Today, we will address the absolute biggest question that American’s have been asking themselves for at least 7 decades. Now considered a mere dwarf planet, how many Pluto can we fit inside Uranus?

We asked an engineer at the NASA Jet Propulsion Laboratory. The answer is 21.40223797468354.  We did this by dividing the radius of Pluto into Uranus, and the answer sounds good enough to us. We could be wrong, but hey, it’s the internet and I’m just a guy that squeaked by in geometry.

Pluto was discovered in 1930 by US astronomer Clyde Tombaugh, who was using the Lowell Observatory in Arizona. In 2000, the debate about Pluto and it’s status as a planet came under fire via Professor Mike Brown. He is known as the “man who killed Pluto” as per Neil deGrasse Tyson.

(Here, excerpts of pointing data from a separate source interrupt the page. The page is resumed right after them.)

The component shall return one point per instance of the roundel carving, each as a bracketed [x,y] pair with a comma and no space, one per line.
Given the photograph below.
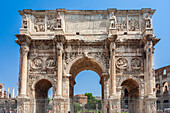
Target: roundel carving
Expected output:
[122,63]
[36,63]
[136,63]
[50,63]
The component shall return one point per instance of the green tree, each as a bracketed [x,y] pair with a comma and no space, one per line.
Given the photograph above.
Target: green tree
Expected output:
[90,96]
[77,107]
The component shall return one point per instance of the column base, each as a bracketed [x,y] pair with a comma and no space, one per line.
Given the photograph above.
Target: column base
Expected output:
[22,96]
[150,105]
[60,105]
[114,105]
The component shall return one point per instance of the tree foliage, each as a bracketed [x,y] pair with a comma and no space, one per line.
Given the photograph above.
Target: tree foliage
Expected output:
[92,102]
[77,107]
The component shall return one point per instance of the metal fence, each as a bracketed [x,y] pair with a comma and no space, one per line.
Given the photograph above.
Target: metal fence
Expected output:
[85,105]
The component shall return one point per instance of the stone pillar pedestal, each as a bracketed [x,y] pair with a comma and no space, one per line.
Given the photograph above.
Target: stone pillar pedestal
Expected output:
[114,105]
[59,105]
[105,106]
[150,105]
[24,105]
[24,52]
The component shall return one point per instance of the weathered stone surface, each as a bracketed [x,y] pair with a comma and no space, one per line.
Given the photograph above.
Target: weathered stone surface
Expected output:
[58,44]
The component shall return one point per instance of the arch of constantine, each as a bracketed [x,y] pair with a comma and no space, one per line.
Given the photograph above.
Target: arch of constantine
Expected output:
[55,45]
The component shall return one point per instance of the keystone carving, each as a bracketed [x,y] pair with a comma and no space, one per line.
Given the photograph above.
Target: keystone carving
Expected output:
[36,63]
[136,63]
[50,63]
[122,63]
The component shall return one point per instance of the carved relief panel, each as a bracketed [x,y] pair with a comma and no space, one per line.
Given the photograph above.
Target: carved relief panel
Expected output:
[121,23]
[129,65]
[133,23]
[37,63]
[51,22]
[39,23]
[43,65]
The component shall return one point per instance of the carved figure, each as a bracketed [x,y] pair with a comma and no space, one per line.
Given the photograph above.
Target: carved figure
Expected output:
[133,24]
[121,23]
[51,23]
[58,20]
[39,24]
[24,21]
[50,63]
[37,63]
[136,63]
[147,21]
[122,63]
[113,21]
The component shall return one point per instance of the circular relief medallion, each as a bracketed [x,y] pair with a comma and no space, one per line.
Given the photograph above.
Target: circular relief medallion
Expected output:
[136,63]
[36,63]
[50,63]
[122,63]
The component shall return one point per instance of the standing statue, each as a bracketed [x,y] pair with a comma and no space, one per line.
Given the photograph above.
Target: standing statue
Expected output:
[113,21]
[147,21]
[58,20]
[24,21]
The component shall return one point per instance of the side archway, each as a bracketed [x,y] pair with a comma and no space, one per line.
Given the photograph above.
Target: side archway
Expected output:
[41,88]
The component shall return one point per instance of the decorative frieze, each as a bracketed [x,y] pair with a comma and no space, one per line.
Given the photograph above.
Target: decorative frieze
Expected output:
[121,23]
[133,23]
[122,63]
[37,63]
[39,24]
[51,22]
[129,65]
[25,21]
[136,63]
[50,63]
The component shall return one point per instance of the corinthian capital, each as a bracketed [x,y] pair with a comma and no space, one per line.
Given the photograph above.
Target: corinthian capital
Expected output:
[24,50]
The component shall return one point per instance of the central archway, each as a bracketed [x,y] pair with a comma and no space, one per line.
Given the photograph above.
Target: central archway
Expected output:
[41,95]
[130,96]
[79,66]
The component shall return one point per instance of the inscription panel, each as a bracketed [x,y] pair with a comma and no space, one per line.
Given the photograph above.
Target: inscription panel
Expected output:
[85,24]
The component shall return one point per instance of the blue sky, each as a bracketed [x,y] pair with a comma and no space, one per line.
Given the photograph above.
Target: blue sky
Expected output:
[10,22]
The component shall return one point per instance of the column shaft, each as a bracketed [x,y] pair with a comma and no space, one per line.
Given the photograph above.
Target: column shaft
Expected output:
[24,51]
[59,92]
[150,72]
[113,71]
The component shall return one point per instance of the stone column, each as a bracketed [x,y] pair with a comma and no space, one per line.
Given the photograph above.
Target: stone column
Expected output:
[150,74]
[24,52]
[13,92]
[59,69]
[105,92]
[2,92]
[8,92]
[112,70]
[66,92]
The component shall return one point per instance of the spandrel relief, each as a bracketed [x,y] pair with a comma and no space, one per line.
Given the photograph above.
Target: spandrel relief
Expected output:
[122,63]
[39,24]
[147,21]
[36,63]
[50,63]
[25,21]
[136,63]
[51,22]
[133,23]
[121,23]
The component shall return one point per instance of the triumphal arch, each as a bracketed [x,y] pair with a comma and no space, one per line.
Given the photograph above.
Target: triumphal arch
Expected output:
[55,45]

A planet is a celestial body that is in orbit around the sun, has sufficient mass for it’s self gravity so that it has a nearly round shape, and has cleared the neighborhood around it’s orbit. I guess it doesn’t have gravitational dominance and it’s bulging at the center, so it isn’t a planet, among other reasons.

Pluto sad that imaging satellite just barely visits.
The Nasa JPL New Horizons satellite barely even stopped by to photograph the planet. Pluto is totally sad and alone.

What we do know is that the radius of Pluto is 1,185 kilometers or 737 miles. The radius of Uranus is 25,361.65 kilometers or 15,759 miles. If we divide the radii into each other, we are left with 21.4. Thus, we can fit roughly 21 and a half Plutos inside Uranus, which is nice. This is almost as big news as Starbucks’ new seasonal coffee cups that feature Satan himself!